Watson has a big fan in West, who knows that No. 32 has the background to excel in the very scenario he’s been placed in since Hill was injured, even though he’s had to guard three of the best point guards in the league.
“C.J.’s one of the proven backups,” West said. “He’s got the capability to be a starter. He stepped into the role, with George being out, and he’s dealt with Kyrie Irving, Brandon Jennings last night, and Derrick Rose tonight. I think he’s fared well.”
After watching Watson and Sloan take up the mantle for Hill over the last three games, Paul George is also impressed, noting that an early-season showing from the new members of the Pacers’ bench gives the team confidence going forward.

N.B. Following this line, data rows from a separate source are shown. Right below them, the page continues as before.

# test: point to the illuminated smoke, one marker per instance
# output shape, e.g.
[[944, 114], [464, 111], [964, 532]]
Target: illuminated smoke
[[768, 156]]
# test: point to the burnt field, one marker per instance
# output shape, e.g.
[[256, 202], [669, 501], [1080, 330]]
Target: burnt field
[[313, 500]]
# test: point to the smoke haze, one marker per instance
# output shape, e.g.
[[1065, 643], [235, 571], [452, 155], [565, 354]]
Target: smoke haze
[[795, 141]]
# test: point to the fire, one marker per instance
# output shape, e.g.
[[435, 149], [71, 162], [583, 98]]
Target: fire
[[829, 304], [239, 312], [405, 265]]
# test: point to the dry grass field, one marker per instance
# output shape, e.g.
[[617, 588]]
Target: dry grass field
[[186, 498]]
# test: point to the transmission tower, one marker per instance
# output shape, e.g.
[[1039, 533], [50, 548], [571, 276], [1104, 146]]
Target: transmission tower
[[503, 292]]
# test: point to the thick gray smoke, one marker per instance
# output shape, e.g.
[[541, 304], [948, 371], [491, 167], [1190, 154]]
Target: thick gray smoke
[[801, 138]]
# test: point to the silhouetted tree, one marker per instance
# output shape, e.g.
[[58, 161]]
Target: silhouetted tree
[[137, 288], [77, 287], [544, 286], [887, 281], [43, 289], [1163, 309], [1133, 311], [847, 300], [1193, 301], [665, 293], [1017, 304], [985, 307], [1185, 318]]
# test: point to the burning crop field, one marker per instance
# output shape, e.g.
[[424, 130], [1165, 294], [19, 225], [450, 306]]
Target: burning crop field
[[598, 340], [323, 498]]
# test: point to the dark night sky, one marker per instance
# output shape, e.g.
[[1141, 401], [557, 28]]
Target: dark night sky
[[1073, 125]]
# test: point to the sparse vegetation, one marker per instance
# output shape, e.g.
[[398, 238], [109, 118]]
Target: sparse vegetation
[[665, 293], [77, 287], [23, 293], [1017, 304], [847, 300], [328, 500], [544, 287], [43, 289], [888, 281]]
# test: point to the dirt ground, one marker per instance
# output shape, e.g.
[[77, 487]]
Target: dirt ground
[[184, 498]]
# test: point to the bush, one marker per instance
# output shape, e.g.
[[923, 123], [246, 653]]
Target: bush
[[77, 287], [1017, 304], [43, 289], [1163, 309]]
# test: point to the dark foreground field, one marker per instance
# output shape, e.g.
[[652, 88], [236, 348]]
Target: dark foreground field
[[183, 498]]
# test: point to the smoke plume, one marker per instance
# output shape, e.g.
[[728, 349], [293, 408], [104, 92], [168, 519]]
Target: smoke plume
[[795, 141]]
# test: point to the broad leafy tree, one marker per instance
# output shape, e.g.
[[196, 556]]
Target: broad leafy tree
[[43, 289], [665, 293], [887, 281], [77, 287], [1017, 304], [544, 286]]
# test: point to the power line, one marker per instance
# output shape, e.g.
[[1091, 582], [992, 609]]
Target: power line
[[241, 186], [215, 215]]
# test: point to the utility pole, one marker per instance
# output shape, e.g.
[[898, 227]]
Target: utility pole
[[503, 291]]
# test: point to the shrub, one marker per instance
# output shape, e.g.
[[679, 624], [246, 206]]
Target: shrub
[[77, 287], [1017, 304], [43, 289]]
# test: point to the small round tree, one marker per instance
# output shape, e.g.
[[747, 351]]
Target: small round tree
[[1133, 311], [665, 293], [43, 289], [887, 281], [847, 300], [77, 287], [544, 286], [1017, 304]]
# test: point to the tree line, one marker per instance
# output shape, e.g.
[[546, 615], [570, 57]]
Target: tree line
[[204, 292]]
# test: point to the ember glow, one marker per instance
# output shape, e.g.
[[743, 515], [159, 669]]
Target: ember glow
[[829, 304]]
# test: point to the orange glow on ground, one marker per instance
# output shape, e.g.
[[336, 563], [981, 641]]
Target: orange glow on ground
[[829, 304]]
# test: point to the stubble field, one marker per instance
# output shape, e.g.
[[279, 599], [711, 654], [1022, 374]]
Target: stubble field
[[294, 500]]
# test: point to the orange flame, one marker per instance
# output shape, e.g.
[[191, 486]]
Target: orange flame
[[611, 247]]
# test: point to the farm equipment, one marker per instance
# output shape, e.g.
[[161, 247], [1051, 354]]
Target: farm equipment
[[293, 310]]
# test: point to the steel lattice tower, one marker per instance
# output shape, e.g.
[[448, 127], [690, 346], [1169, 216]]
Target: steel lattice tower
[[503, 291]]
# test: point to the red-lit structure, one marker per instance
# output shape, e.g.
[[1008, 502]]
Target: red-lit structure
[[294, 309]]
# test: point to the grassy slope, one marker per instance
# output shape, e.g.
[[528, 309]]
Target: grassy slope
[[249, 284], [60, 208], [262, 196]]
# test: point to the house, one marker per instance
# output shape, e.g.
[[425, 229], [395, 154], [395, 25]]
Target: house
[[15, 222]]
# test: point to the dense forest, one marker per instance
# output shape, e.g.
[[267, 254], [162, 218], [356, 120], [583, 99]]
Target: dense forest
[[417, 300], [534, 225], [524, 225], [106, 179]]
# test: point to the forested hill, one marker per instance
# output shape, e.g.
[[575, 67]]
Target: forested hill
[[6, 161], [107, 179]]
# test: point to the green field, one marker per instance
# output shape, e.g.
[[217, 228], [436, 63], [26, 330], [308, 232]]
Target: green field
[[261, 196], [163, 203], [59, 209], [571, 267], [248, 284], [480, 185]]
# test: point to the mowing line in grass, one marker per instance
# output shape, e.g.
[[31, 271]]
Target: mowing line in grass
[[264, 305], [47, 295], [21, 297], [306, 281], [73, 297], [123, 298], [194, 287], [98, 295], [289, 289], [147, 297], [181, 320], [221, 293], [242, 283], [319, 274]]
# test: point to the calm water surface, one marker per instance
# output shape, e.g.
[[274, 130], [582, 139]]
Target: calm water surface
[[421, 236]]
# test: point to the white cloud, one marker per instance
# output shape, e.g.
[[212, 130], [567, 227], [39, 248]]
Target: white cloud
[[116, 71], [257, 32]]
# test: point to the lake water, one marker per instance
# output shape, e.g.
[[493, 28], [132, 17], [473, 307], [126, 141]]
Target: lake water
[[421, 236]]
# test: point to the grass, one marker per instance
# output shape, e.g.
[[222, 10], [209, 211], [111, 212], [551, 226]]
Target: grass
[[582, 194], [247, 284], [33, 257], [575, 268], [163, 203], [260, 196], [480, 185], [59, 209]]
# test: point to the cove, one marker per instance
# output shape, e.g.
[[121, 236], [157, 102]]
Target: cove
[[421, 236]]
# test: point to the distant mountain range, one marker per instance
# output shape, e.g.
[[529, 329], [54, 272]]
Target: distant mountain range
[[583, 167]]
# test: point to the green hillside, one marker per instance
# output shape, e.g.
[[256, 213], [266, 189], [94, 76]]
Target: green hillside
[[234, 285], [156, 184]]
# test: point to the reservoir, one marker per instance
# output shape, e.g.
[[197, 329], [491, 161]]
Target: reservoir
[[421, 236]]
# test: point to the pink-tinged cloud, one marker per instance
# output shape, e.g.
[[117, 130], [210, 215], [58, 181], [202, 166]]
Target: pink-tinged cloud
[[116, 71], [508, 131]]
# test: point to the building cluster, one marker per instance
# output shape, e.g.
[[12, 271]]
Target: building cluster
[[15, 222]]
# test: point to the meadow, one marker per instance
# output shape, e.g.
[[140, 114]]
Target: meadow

“It gives us a lot of confidence [to see Watson and Sloan perform well],” George said. “When their names are called and that time is available for those guys, they step up and they’re ready. It’s just them knowing the task at hand. They understand what we want and where we’re trying to get to, and they stepped up and did a huge job of being professionals in this league.”
George added that the solid performances by Watson and Sloan also demonstrate the difference a few key offseason acquisitions can make.
“I think a lot of our troubles in the playoffs last year were just that guys were fatigued,” George said. “We were really exhausted and really putting a lot of energy out there. So it’s good that Coach can go to the bench and still be productive with whoever’s on the floor.”
Sloan wasn’t the only one giving Vogel quality minutes off the bench Wednesday night. Scola scored 12 points to go along with three rebounds and two steals in 16 minutes, playing a key role in the fourth-quarter run the Pacers used to put the game away.
And while five games a season does not make, the performance from the bench in the win over Chicago bodes well for the 2013-14 edition of the Pacers.
“We’re doing pretty well so far,” Watson said. “It’s still pretty early in the season, so we’ve got a long way to go. But if we keep it up, be consistent and bring defense every night, I think we’ve got a chance to have a great season.”